第5話 フィアンセの家に到着
着いた場所は意外に山の奥深かった。気がつけば眠ってた。もしかして、3時間くらいはたっぷり眠っていたのか、辺りは真っ暗だった。
山の中だけに、乾いた空気が、驚くほど冷たくなり始めていた。
暗い場所に車が停まっているせいで、恐る恐る保は、ドアを開けてそろそろと美貴の呼ぶ方へ注意深く行くと、庭から、明るい入り口がやっと見えた。
美貴が何やら声をかけ、フィアンセがスーツケースを運んできて、トン、と床に置いた。なんだか保はイラッとした。そんな重いものを、軽々と持つなよ。
どうやらフィアンセのお父さんとお母さんらしかった。まあまあ、よく来てくれたわね、というようなことをお母さんは言った。年齢的には。。。50歳くらいだろうか?それとももっと上?外国人の年齢はわからない。
肩までのグレーの髪に、ほっそりした背の高い人だった。この人が美貴姉ちゃんのお姑さんになるのだな、なんとなく保は、美貴に合ってる気がした。
嫁姑。。。保は、インターネットの掲示板を密かに覗き見て、いろんな確執があるのだな、と思ったことがある。思わず何か意見を書き込もうとして。。。辞めた。別に僕だって、言わなきゃ、まさか小学生とはバレないさ。そうは思ったけれど、他人の不毛な争いに首突っ込むのも馬鹿馬鹿しくなったから止めたまでで。確かにそういう一般的な。。。結婚生活でない方が彼女らしいな、と保は思った。

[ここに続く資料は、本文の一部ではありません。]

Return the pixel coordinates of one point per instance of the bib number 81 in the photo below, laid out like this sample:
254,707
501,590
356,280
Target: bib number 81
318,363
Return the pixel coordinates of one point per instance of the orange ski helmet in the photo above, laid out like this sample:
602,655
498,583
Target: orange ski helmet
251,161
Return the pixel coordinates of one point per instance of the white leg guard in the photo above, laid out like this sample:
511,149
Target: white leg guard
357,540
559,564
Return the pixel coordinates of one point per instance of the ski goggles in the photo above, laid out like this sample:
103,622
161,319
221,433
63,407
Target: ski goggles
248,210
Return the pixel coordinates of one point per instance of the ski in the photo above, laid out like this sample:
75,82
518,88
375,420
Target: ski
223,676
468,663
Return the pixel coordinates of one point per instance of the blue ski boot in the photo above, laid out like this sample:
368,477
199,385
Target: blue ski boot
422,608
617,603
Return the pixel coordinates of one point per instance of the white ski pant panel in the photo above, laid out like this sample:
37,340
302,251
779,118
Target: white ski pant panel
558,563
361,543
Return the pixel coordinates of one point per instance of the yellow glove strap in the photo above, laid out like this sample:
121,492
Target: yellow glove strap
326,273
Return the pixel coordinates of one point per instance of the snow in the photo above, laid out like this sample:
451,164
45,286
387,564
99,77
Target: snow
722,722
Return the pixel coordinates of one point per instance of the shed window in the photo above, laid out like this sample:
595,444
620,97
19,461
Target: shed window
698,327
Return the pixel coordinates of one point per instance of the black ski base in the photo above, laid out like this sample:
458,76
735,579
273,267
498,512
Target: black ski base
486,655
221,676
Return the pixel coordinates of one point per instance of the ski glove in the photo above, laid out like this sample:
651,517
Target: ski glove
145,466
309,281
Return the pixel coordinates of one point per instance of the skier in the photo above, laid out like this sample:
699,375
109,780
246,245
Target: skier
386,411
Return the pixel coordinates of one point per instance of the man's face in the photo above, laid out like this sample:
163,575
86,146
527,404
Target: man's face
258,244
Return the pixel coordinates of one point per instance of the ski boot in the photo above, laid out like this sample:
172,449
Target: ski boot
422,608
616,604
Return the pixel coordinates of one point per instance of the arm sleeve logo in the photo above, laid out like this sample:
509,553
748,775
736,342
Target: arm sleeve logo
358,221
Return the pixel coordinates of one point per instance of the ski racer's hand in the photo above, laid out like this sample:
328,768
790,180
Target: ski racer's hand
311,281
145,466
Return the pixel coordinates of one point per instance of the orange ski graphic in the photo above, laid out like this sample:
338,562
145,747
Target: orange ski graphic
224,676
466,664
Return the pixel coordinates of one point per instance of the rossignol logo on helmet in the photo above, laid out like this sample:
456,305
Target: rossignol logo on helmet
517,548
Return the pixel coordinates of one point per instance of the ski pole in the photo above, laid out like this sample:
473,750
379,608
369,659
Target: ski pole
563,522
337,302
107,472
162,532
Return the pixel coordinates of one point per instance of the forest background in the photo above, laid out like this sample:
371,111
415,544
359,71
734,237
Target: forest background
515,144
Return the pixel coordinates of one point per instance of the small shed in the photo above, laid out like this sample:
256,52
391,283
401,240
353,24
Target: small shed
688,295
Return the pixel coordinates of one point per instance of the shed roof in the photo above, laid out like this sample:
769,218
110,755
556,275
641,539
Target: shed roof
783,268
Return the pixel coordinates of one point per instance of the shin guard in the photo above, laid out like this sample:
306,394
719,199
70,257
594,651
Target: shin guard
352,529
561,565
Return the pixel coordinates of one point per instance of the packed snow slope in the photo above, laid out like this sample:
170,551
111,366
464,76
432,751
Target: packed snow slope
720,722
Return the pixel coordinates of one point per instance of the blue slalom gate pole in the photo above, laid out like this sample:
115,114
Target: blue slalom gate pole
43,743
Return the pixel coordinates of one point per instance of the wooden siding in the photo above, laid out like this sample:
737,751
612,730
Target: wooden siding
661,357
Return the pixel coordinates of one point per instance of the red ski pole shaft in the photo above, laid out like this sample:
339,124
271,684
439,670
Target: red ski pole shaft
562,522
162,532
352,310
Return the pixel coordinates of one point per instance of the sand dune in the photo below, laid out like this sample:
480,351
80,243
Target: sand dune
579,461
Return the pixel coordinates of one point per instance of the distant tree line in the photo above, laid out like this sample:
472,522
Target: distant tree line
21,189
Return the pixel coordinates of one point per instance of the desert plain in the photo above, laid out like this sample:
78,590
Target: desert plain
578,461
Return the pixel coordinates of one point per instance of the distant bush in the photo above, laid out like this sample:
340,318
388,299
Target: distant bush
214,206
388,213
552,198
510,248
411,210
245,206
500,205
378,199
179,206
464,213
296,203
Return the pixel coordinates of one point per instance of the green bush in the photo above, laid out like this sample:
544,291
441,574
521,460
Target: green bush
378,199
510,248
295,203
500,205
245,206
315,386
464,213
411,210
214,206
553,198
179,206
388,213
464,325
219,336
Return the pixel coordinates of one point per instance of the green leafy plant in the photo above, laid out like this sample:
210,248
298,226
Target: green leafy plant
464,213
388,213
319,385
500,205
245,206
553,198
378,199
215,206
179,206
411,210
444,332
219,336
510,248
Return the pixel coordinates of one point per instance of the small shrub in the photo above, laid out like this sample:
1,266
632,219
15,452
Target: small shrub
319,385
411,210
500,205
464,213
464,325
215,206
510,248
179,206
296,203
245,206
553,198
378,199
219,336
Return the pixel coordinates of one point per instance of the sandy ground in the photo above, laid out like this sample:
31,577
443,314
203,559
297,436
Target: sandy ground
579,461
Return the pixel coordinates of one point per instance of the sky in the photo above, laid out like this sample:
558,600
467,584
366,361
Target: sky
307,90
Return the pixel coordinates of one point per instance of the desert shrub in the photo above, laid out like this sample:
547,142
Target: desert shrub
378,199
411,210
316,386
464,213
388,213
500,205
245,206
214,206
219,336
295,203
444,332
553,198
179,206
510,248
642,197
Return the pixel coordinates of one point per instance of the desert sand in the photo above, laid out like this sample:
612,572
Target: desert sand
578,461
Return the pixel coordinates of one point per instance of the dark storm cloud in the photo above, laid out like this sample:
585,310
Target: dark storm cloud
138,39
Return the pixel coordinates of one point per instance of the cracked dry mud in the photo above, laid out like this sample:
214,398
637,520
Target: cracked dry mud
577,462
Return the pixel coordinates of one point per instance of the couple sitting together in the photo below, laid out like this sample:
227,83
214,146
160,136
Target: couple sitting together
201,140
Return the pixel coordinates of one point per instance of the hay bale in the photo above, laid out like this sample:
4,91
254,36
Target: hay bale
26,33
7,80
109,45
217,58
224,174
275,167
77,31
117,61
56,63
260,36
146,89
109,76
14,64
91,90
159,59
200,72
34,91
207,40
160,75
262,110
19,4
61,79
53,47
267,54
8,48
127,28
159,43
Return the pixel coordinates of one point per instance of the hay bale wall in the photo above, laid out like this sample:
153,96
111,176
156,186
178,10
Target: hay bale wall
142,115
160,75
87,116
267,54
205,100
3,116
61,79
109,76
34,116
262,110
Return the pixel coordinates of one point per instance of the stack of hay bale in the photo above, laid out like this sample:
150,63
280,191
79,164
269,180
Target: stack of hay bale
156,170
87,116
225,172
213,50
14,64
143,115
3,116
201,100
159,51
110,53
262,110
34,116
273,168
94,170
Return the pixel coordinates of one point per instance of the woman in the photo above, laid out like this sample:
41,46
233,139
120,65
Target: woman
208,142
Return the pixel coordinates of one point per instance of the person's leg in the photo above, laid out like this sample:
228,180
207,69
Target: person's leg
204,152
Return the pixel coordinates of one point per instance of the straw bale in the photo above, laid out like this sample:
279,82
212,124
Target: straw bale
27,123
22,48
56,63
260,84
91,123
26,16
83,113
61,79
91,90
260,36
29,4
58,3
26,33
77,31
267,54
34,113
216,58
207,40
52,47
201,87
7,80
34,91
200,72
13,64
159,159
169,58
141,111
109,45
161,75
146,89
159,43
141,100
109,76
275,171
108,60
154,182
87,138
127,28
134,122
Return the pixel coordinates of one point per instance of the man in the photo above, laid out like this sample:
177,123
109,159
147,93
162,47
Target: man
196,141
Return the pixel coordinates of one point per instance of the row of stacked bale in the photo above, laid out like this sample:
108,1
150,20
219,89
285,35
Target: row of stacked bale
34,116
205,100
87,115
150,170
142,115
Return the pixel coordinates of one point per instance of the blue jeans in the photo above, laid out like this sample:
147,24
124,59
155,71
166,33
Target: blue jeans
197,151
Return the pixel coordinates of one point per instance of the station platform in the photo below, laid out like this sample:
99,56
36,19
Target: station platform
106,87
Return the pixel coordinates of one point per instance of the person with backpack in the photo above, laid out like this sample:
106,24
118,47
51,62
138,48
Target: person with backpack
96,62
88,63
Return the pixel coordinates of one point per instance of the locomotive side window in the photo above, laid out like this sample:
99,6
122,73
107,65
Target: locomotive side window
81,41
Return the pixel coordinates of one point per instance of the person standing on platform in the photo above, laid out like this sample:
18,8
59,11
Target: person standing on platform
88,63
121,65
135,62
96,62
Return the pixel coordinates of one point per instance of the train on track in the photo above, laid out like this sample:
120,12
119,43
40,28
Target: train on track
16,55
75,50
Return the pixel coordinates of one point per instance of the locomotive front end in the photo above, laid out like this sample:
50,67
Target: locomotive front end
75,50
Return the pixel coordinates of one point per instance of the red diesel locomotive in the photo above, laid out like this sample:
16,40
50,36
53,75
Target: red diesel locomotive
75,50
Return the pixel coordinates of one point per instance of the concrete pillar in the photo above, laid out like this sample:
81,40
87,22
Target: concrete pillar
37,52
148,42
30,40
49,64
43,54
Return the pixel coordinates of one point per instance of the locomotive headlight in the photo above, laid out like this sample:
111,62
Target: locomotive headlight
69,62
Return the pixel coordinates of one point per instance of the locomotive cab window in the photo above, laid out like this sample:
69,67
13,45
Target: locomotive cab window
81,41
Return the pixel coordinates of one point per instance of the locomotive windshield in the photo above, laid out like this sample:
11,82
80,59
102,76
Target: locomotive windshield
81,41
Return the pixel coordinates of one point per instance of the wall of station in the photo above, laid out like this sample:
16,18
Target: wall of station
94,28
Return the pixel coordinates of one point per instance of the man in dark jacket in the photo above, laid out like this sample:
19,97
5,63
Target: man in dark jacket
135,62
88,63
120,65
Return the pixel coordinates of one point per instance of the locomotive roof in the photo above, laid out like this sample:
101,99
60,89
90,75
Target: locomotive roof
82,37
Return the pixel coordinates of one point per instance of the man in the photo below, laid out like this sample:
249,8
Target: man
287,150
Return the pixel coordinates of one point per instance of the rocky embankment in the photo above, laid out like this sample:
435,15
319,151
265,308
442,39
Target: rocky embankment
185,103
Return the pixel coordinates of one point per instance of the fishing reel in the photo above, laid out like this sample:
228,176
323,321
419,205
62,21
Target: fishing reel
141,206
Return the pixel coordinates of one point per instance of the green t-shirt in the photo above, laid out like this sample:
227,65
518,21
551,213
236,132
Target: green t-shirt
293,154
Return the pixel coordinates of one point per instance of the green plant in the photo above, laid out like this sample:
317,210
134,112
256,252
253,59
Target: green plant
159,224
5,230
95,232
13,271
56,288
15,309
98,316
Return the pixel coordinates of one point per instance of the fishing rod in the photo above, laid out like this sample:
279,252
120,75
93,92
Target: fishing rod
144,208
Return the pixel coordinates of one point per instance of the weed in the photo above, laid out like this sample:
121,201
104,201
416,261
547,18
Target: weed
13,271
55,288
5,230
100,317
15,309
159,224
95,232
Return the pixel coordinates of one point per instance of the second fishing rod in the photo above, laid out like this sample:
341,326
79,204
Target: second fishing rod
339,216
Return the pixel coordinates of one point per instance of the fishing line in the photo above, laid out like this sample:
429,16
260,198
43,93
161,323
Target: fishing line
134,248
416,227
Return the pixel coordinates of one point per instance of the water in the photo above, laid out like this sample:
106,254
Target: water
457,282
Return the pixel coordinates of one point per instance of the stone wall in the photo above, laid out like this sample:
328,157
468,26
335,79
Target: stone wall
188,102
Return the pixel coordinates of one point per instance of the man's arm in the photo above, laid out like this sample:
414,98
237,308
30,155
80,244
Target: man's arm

フィアンセのお父さんは、若い頃は息子と似ていたのかもしれないが、少し太っていた。たぶん。。。50歳過ぎぐらい?保は、年齢なんて考えても意味ないか、と考えるのを止めた。平たく言えば、目の間にいるのは自分の知らない外国人のおじさんとおばさんだ。それでいいじゃないか。